Democratic presidential candidate Hillary Clinton on Wednesday attacked her rivals over Iraq, saying Democrat Barack Obama is all talk when it comes to ending the war and Republican John McCain would keep it going.

Democratic presidential Senator Hillary Clinton is followed by the media after she questioned US Commander in Iraq General David Petraeus and US Ambassador to Iraq Ryan Crocker during their appearance before the Senate Armed Services Committee on Capitol Hill in Washington April 8, 2008. (REUTERS/Joshua Roberts)

Clinton sought political gain during a week in which Iraq has taken on greater importance to American voters with the top U.S. commander in Iraq, Gen. David Petraeus, and the U.S. ambassador to Iraq, Ryan Crocker, testifying to Congress.

New York Sen. Clinton said the expected Republican nominee for the November election, Arizona Sen. McCain, has no interest in ending the war.

She also questioned whether her rival for the Democratic nomination, Illinois Sen. Obama, was committed to pulling out U.S. troops as he says he would do.

"That's the choice.
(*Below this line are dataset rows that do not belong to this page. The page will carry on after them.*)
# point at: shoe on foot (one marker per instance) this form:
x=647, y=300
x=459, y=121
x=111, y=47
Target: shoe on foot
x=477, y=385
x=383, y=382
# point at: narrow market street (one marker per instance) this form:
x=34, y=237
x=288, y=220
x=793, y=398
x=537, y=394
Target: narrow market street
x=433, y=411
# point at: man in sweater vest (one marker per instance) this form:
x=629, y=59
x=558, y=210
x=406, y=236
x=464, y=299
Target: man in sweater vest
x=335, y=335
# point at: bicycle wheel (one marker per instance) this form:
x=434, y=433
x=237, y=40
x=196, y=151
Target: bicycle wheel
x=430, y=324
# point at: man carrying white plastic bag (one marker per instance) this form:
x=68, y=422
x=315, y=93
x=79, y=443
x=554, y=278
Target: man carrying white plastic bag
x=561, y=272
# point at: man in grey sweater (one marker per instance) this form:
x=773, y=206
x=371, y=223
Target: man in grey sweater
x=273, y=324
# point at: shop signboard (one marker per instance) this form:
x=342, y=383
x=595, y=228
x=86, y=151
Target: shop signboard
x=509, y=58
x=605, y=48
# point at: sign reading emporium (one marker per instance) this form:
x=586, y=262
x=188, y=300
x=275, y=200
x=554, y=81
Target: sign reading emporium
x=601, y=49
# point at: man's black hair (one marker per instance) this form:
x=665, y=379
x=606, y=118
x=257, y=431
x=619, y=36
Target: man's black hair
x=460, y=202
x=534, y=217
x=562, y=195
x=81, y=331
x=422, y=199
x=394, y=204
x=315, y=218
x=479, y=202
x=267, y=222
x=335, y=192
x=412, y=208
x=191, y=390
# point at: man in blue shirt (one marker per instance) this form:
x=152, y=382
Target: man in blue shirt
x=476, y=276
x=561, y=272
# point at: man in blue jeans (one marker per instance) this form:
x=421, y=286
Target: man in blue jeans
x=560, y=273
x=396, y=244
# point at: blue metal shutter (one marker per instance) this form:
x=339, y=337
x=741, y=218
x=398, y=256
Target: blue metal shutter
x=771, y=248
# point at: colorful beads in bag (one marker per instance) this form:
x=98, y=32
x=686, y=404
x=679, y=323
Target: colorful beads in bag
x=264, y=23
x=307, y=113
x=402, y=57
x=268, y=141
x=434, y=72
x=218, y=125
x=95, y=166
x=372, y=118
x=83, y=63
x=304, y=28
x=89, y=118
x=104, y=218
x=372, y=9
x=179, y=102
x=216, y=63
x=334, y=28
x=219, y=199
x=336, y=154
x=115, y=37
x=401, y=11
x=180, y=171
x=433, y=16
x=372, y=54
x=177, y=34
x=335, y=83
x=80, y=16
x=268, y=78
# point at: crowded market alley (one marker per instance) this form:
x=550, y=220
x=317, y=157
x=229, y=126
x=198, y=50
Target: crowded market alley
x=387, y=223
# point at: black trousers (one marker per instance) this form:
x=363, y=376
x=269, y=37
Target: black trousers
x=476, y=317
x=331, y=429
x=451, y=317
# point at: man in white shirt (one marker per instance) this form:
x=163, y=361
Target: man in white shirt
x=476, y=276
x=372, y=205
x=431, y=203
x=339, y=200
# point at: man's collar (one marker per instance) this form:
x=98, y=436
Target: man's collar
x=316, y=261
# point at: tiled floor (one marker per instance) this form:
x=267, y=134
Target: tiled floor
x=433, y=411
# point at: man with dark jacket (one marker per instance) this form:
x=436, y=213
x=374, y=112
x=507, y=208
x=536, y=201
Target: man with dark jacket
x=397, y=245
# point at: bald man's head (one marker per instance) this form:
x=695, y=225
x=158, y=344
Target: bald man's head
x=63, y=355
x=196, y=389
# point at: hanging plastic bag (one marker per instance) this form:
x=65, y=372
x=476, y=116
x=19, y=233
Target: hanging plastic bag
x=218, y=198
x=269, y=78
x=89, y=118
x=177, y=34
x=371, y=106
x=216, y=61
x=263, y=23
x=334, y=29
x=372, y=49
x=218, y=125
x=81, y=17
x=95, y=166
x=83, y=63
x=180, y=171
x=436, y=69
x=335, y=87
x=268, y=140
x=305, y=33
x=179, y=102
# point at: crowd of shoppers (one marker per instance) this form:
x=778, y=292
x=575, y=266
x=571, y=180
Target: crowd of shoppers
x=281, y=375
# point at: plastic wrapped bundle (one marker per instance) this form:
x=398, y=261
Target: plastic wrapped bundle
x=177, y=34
One candidate will continue the war and keep troops in Iraq indefinitely, one candidate only says he'll end the war," Clinton said at a high school in a Pittsburgh suburb.

"And one candidate is ready, willing and able to end the war and to rebuild our military while honoring our soldiers and our veterans," Clinton said of herself.

Clinton and Obama both say they would begin working to withdraw U.S. troops from Iraq shortly after taking office in January 2009, a position McCain calls "a failure of leadership."

McCain, a strong supporter of the current U.S. strategy in Iraq in which thousands more U.S. troops were poured into the country in a "surge," defended the lack of a clear exit plan.

Many senators, both Democrats and Republicans, raised concerns about what they called the absence of a U.S. pathway out of Iraq after five years of war, 4,000 American dead and billions of dollars spent.

"The exit strategy is success of the surge, continued Iraqi ability to take over their security, requirements to have the democratic process go forward. It's the classic counterinsurgency strategy," McCain told the Fox News Channel.

Clinton spoke one day after Petraeus told Congress that the United States must halt troop withdrawals from Iraq in July for 45 days because security gains there are fragile.

Clinton called on President George W. Bush to propose a strategy for ending U.S. involvement in Iraq, and said he should not set up a long-term security agreement with the Iraqi government without approval from Congress.

"President Bush must not saddle the next president with an agreement that extends our involvement in Iraq beyond his presidency," said Clinton, who was flanked by retired military officials.

Clinton said U.S. troops should be guaranteed one month at home for every month they spend overseas, and should be allowed to leave the military when their contractual time is up.

She also proposed expanded educational, home loan and health benefits for troops and veterans.

Petraeus' testimony allowed Clinton, Obama and McCain to push their competing positions on the Iraq war, which remains unpopular with U.S. voters.